Despite the use of tear gas and the arrest of a leader of the pro-democracy activists in Hong Kong, which has an almost country-to-country border crossing procedure with mainland China, protests continue to oppose Beijing's attempt to dictate which candidates can run for election in 2017. (See the later blog post, "Hong Kong Update.") Though not secure from authorities, Hong Kong protesters are using the smartphone mobile app, FireChat, to communicate with each other without relying on Internet connections. President Xi believes foreign countries are involved in the protests.

The number of Chinese students, who once made up 33% of international grad students in the U.S., is decreasing. French speaking Chinese students are on their way to former French African countries to work for Chinese companies there. In English-speaking Africa, China is building a $12 billion, 1,400 km railway in Nigeria.

(For more about China, see the earlier blog post, "See the World.")






Monday, June 16, 2014

Pollution Update

Look around when you attend a music festival, 4th of July celebration, or state fair this summer. Recycling bins, found in schools and at the exits of Target and other stores, have moved outside.

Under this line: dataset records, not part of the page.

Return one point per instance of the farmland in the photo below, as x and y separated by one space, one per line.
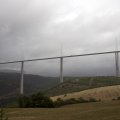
84 111
102 93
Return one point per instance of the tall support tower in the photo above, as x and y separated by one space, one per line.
116 58
117 63
22 78
61 70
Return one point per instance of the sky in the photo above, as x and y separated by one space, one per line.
38 28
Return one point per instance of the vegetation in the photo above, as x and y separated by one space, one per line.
35 101
75 84
109 110
3 115
59 102
100 94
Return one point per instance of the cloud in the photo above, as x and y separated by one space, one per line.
36 28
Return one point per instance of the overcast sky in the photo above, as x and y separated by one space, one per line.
37 28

     Paul Abramson, who founded Paolo Verde Consulting, observed that keeping an area clean, especially at potential littering hot spots, during an event eliminates the need for picking up the mess at the end, when everyone is exhausted. He recommends having people (I would suggest cute, smiling teenagers) at bins "making gentle suggestions," such as "You know, that paper plate is recyclable, and we're collecting compost (food scraps) here."

     Abramson also notes that keeping an event site neat appeals to everyone who likes to see immediate results rather than the invisible good their contributions are doing, when they give to the Sierra Club, World Wildlife Fund, or Greenpeace.

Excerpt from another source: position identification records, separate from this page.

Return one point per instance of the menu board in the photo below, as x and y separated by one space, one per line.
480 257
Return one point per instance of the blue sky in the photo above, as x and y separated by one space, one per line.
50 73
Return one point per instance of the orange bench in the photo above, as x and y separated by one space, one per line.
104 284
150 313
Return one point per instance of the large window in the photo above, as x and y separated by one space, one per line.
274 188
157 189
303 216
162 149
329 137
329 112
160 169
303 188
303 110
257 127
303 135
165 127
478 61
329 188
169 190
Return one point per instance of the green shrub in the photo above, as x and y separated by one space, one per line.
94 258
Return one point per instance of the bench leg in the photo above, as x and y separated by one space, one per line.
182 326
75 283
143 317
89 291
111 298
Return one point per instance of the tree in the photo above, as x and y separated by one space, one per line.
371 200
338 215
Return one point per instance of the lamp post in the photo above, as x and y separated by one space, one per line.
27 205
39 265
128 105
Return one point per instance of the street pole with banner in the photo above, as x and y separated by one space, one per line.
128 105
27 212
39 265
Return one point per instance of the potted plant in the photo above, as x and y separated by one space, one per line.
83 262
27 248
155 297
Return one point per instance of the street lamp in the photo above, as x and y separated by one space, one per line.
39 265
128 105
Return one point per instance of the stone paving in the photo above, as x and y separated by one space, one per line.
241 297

     On a larger scale, TIME magazine (June 16, 2014), in an article entitled, "Green Revolution," shows the United States's amazing shift to clean energy in the 21st century. Renewable (water, wind, and solar) power plants went from 682 in 2002 to 1,956 in 2012. While coal plants still provided 39% of U.S. electricity and 75% of emissions from electricity in 2013, cleaner natural gas generated 51% of the electricity added by new plants opened in 2013. Estimates suggest one-fifth of all coal-fired plants have been closed or are scheduled to retire. Although solar and wind power produced only a little more than 5% of U.S. electricity in 2013, they produced 30% of new power added that year and 90% of new power capacity installed in the first quarter of 2014. What is impressive about this added power from wind is the amount by which it decreased carbon emissions, the same effect as taking 20 million cars off the road.

     Even children 6 to 8 years old can learn about the fossil fuel energy cycle from sun to transportation use in Buried Sunlight: How Fossil Fuels Have Changed the Earth by Molly Bang and Penny Chisholm.

     Solar panels, once an exotic that cost $75 per watt generated in 1975, are now available to produce a watt of electricity on home and business rooftops for less than 75 cents. Technology also is meeting the conservation challenge. Products now keep track of individual energy usage and suggest ways to reduce it. Energy efficient LED lightbulbs, compared to incandescent ones, last longer and reduce consumer cost over their lifetimes. It is interesting to note that combined jobs in the solar industry (150,000) and wind industry (50,000) now match the 200,000 in the coal industry.

     Unfortunately, new items, such as plastic bottles and drones, keep multiplying and requiring additional ideas for recycling. According to trendwatching,com, plastic Coca-Cola bottles in Vietnam, and later in Thailand and Indonesia, come with 16 different caps that convert empties into new uses, such as squirt guns, pencil sharpeners, and soap dispensers. Drones also are a new pollution problem. Some have biodegradable wings, but when they crash, their metal pieces and batteries litter the land and oceans.

     Students looking for ways to eliminate pollution and stem climate change can also find a wide variety of suggestions, including the development of bladeless wind turbines, in the earlier blog post, "A Healthy Environment."